PARIS (Reuters) - Far-right presidential challenger Marine Le Pen refused to rule out capital controls if she won the election and there was a run on banks as she negotiated France's exit from the European Union, but stressed they were unlikely to be needed.
In an interview with Reuters ahead of Sunday's decisive second round, Le Pen reaffirmed she wanted to take France out of the euroand said she hoped the French people would have a national currency in their pockets within two years.
Le Pen said she wanted to replace the EU single currency with another, looser type of cooperation in the form of the ECU basket of currencies that preceded the euro. That would exist alongside a national currency.
"The objective is to transform the euro 'single currency' into a euro 'common currency', going back to the ancestor of the euro, the ECU, which was an accounting unit that did not stop each country from having each its own currency," Le Pen said.
Calling the euro a deadweight on the French economy, the National Front candidate said a new national currency would better protect French people's savings.

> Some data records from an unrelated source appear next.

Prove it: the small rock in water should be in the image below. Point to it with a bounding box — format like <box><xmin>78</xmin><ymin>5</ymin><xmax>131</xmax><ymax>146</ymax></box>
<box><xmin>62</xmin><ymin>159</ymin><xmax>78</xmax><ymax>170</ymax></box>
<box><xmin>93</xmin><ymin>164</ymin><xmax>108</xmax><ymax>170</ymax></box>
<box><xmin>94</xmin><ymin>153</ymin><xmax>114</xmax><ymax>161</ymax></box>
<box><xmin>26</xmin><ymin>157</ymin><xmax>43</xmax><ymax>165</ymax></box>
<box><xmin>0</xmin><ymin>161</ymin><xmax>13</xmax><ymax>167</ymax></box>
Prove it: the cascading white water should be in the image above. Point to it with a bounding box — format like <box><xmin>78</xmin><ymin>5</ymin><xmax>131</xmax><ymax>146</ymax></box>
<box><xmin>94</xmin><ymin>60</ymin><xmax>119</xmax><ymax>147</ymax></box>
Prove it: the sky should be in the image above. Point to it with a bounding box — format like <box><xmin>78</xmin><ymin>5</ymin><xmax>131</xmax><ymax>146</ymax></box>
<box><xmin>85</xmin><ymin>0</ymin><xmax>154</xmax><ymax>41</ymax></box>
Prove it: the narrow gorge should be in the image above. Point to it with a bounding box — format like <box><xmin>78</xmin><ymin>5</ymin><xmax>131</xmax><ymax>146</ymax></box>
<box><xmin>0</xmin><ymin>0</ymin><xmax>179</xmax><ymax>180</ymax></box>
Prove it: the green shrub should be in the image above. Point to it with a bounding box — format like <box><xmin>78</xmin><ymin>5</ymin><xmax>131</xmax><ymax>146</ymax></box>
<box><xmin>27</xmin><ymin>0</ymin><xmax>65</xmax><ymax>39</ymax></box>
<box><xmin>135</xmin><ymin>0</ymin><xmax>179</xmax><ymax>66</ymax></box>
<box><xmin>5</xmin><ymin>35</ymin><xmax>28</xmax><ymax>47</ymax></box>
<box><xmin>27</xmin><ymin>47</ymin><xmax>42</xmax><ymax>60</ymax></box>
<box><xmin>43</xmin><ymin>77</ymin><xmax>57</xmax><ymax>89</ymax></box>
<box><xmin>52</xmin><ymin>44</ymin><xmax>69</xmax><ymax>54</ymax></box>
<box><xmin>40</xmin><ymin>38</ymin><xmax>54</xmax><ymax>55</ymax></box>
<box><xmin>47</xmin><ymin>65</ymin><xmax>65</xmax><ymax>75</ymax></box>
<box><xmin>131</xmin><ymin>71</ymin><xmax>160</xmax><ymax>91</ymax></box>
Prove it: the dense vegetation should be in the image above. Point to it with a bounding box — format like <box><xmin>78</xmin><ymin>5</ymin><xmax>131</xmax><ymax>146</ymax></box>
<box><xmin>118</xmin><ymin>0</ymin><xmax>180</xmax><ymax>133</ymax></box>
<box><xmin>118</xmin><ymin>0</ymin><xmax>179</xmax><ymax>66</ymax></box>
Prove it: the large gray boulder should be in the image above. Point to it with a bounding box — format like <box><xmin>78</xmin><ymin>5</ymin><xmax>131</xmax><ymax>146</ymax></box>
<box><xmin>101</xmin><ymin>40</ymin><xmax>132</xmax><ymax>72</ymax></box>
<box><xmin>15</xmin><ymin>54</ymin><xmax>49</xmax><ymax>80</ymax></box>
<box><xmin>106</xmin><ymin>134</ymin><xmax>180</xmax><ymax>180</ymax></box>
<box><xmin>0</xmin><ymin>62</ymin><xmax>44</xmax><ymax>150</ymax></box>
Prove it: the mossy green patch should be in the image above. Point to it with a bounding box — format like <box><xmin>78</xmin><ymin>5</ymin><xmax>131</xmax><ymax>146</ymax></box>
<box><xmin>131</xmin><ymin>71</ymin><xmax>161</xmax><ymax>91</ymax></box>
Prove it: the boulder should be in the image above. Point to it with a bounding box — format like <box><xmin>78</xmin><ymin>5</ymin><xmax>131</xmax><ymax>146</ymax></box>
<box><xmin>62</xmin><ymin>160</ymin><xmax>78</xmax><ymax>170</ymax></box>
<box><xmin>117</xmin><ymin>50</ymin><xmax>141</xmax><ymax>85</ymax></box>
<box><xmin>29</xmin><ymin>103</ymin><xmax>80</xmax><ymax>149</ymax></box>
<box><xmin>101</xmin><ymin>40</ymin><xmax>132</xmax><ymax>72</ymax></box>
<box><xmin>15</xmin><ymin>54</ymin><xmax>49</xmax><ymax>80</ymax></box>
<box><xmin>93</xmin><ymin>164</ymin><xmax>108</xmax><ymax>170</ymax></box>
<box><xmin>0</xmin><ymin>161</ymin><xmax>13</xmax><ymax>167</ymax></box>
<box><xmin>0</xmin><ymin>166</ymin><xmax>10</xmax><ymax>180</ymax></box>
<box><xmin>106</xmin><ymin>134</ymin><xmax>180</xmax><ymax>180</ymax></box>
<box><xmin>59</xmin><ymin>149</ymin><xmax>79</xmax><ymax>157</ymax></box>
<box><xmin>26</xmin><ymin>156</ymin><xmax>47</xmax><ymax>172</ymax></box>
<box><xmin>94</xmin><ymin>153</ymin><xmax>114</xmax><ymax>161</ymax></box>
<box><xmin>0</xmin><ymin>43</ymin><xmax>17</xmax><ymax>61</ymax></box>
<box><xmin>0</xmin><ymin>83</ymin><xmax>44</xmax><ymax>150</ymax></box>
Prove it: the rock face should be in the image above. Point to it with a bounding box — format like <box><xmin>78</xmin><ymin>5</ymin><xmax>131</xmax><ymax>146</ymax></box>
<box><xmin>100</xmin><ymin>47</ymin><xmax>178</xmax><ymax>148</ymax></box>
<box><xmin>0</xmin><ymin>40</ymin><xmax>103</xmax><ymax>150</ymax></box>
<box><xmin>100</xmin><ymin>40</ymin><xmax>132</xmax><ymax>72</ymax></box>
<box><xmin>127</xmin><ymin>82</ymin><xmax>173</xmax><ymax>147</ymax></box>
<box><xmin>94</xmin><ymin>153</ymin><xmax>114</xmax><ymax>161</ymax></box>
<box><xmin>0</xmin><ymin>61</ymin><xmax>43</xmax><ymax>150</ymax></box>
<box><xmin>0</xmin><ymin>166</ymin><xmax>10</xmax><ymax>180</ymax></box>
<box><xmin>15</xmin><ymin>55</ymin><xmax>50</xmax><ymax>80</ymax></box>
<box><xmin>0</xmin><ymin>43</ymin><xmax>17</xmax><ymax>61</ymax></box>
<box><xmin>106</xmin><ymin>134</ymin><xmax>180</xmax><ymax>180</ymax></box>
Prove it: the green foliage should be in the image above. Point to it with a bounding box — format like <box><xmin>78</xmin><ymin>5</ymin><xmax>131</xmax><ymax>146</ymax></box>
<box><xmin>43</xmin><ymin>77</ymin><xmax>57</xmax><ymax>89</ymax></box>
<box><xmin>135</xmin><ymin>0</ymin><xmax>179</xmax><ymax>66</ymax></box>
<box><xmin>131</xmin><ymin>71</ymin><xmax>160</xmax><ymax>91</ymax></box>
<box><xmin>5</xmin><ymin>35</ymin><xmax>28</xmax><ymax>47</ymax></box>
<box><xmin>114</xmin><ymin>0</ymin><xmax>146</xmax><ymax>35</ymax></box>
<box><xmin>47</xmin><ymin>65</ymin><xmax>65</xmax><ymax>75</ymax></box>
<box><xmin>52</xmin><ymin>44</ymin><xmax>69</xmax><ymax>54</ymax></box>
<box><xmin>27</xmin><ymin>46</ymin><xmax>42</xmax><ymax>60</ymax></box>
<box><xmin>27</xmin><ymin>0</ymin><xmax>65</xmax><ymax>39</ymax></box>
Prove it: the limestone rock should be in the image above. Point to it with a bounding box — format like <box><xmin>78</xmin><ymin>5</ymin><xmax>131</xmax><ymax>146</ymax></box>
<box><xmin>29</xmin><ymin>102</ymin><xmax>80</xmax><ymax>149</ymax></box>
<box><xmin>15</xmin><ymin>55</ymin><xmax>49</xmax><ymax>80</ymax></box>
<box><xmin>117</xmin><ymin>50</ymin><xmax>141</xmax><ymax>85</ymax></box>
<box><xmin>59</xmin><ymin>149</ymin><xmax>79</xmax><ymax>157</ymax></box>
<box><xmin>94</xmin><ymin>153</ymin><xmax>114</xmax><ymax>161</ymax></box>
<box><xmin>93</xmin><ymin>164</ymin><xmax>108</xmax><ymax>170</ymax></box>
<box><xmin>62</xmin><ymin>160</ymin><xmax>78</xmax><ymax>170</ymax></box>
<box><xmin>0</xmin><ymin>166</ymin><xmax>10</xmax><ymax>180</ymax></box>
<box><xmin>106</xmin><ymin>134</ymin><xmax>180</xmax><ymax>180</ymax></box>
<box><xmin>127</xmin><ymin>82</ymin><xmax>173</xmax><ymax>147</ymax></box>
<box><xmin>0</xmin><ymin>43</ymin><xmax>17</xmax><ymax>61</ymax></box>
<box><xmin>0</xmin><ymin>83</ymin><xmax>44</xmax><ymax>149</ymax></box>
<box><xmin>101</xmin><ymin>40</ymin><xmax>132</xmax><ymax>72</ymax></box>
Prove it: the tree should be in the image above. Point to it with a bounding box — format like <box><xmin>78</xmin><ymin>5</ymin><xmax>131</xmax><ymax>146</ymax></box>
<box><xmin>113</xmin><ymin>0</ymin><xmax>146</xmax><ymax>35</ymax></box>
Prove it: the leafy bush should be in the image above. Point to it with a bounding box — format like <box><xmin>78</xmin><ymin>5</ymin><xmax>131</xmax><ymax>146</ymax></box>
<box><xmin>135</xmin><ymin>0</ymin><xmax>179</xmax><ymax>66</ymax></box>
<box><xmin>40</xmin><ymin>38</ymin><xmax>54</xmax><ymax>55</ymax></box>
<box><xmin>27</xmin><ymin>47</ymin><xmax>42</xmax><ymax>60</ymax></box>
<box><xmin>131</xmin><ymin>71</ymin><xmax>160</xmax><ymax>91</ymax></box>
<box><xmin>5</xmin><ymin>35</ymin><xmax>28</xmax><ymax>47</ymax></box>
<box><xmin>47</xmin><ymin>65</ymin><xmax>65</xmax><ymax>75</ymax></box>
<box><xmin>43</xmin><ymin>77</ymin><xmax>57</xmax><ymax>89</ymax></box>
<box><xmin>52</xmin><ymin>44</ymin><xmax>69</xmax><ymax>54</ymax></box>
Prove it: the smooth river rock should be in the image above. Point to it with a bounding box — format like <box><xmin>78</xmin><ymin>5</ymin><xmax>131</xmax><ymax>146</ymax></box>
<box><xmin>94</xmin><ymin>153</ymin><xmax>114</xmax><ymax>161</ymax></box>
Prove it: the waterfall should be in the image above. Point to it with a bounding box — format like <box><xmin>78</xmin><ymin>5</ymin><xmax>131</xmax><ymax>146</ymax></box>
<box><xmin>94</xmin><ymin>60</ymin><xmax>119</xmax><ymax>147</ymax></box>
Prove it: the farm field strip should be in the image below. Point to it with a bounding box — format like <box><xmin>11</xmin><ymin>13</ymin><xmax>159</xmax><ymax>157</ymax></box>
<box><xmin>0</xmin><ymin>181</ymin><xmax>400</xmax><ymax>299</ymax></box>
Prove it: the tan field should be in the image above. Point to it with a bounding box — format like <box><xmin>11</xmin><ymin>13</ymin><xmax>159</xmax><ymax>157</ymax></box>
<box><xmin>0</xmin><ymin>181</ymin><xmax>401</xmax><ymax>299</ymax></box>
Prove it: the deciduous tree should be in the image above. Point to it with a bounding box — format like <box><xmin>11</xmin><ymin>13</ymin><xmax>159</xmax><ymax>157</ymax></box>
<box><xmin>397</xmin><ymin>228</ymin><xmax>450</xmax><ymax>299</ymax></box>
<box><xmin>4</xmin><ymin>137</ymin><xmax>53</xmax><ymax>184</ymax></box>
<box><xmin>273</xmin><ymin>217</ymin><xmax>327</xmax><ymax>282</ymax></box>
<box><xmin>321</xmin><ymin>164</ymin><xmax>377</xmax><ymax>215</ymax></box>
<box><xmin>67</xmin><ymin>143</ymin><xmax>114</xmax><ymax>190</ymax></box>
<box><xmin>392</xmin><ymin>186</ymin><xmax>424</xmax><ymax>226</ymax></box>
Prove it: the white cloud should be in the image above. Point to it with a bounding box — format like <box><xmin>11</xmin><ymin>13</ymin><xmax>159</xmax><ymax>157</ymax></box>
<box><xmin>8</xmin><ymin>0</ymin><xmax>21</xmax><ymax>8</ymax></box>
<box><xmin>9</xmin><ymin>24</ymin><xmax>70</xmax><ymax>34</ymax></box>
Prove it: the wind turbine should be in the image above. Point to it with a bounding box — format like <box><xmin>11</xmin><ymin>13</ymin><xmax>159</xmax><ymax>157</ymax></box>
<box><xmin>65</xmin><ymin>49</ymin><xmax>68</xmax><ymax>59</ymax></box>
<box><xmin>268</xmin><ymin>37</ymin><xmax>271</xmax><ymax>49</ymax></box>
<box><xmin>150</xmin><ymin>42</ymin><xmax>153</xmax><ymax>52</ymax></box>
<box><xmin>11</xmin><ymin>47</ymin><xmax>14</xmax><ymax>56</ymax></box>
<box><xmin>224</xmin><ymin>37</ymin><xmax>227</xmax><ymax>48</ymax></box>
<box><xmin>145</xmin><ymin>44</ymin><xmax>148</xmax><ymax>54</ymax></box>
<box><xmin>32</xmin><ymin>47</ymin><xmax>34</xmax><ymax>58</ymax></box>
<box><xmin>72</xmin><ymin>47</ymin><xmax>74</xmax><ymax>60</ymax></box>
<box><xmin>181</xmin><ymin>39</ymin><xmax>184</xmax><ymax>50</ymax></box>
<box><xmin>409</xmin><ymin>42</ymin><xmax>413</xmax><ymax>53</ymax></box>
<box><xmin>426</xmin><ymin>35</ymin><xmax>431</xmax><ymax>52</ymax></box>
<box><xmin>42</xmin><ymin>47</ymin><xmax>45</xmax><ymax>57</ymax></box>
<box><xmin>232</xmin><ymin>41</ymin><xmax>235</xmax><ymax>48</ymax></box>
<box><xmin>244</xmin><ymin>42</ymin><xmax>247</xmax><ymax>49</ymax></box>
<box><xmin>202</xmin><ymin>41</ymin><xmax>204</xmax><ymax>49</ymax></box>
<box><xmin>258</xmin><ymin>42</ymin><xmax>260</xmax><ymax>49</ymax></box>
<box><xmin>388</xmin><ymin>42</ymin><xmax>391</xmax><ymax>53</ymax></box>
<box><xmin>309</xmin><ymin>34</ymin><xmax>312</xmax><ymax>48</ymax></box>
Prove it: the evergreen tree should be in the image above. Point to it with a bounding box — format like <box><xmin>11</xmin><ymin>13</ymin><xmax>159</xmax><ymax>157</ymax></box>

She accused the "establishment" of wanting to "frighten" voters into thinking otherwise.
"I am convinced there won't be any banking crisis," Le Pen said when asked if French negotiations to quit the EU could trigger a run on French banks.
Asked if she would impose capital controls if savers nevertheless did rush to take their money out of banks, she said: "If there's a run on banks, we could very well imagine such a solution for a few days, but I'm telling you it won't happen."